By Doyice Cotten
Two couples, the Beckmans and the Jaegers, were injured while participating in a commercial jeep tour of a ranch (Jaeger v. Hartley, 2013 Tex. App. LEXIS 613). The ranch driver became aware that the Jeep’s brakes were not working during the tour. He radioed for some brake fluid, but when it arrived no fluid was added. The driver instructed the guests to get back in the jeep and continued the tour. While proceeding up a steep incline in a canyon, the Jeep stalled and its brakes failed. As the jeep began rolling backwards down the incline, the driver told the guests to jump out.
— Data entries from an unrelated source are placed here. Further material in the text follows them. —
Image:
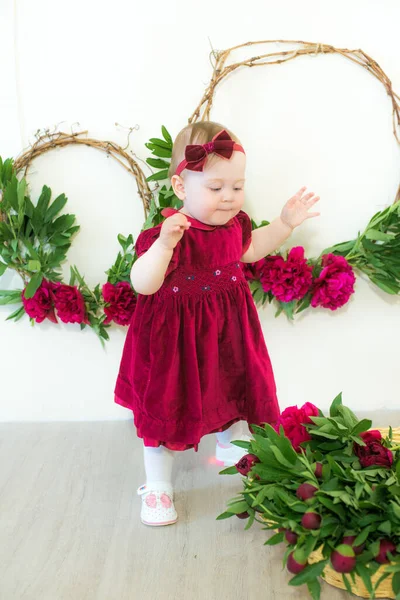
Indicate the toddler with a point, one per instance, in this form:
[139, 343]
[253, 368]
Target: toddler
[194, 360]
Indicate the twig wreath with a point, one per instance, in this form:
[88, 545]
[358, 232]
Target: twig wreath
[34, 241]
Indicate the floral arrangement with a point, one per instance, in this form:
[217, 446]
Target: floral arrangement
[35, 238]
[329, 486]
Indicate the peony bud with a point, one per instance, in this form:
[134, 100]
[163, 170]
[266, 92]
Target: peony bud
[291, 536]
[343, 559]
[318, 470]
[306, 491]
[246, 463]
[296, 561]
[311, 520]
[384, 547]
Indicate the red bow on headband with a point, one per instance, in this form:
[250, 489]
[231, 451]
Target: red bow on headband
[196, 154]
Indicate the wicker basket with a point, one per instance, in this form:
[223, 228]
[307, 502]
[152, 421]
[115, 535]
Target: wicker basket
[333, 578]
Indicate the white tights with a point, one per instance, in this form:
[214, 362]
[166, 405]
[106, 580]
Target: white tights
[158, 462]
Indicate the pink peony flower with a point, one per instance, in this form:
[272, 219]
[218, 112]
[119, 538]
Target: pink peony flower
[41, 305]
[122, 302]
[292, 420]
[69, 303]
[335, 284]
[287, 279]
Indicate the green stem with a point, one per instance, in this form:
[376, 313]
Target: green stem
[262, 506]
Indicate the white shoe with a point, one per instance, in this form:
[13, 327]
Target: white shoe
[228, 457]
[157, 504]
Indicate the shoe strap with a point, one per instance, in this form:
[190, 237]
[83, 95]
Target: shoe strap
[163, 488]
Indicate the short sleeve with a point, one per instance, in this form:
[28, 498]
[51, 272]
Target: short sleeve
[147, 238]
[245, 224]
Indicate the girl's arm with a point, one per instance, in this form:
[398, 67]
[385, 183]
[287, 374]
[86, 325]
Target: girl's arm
[265, 240]
[148, 271]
They were injured and filed suit.
The defendant’s request for summary judgment based on a waiver signed by the plaintiffs was granted by the trial court. The pertinent waiver language follows:
I . . . voluntarily sign this Waiver and Assumption of Risk in favor of ELKINS RANCH, its Owners, agents, or employees, in consideration for the opportunity to enter upon and use the Ranch facilities; and to engage in activities sponsored by the Owners . . .
Driving, or parking, of customers’ vehicles; Walking; Hiking; Horseback riding and instruction; Jeep tours; Hunting; Interactions with all livestock, or wildlife; Camping . . .; Consumption of food, or beverage; Use of customers [sic] own personal horse, vehicle, trailer, or equipment while on Ranch property; Any and all indoor, or outdoor activities, however related, while on Ranch premises.
I understand that there are certain risks and dangers associated with the various activities, use of the facilities, and the wilderness environment; and that these risks have been fully explained to me. I fully understand the danger involved. I fully assume the risks involved as acceptable to me, and I agree to use my best judgment in undertaking these activities and follow all safety instructions.
I do hereby waive, release, acquit and forever discharge ELKINS RANCH, its Owners, agents, employees and all persons and entities of; [sic] from any/all actions, causes of action, claims, demands, damages, costs, loss of services, expenses, and compensation, on account of, or in any way growing out of, any and all known and unknown personal injuries, property damage, or death resulting from my presence on Ranch premises, use of facilities, or from my participation in the activities. This Waiver/Release contains the Entire Agreement between the parties, and the terms of this Waiver/Release are contractual and not a mere recital.
I further state that I am a competent adult of lawful age, and I have car efully read the foregoing Waiver/Release and know its contents. I assume these risks and sign the same of my own free will . . . .
The appellate court, however, stated that the risks covered in the agreement were limited to 1) the nature of the environment, i.e., a ranch and wilderness, 2) the facilities present and their use, and 3) the activities being conducted. It pointed out that none of these risks caused the incident; the injuries arose from the driver attempting to ascend a steep slope with a Jeep that had defective brakes. There was no evidence that anyone told the guests that they would be traversing rugged terrain in such a vehicle before they signed the release instrument.
It is important to note that nothing in the waiver indicated that the signers were releasing the provider from liability for negligent acts by the provider. In fact, the court stated that
To be reckless, a defendant must engage in conduct that he knew or should have known posed a high degree of risk of serious injury but disregarded that risk. Evidence appears of record here disclosing that the Jaegers and Beckmans were directed by Elkins to obey the employee provided as their tour guide, their tour guide informed them not to wear their seat belts, the tour guide began and then became aware of the jeep’s defective brakes, and the employee continued that tour by going up a steep slope despite knowing of the defect. A factfinder could reasonably infer from it that the employee acted recklessly. [emphasis added.]
The appellate court reversed the summary judgment and remanded the case for retrial.
Here, the provider was relying on a document referred to as a Waiver and Assumption of Risk. It referred only to named inherent risks of the activity and failed to provide protection from liability for negligence. Interestingly, the provider’s actions probably exceeded negligence – reaching the level of reckless conduct. Texas courts do enforce liability waivers that meet strict standards; unfortunately for the defendants, the poorly conceived waiver failed to meet those standards.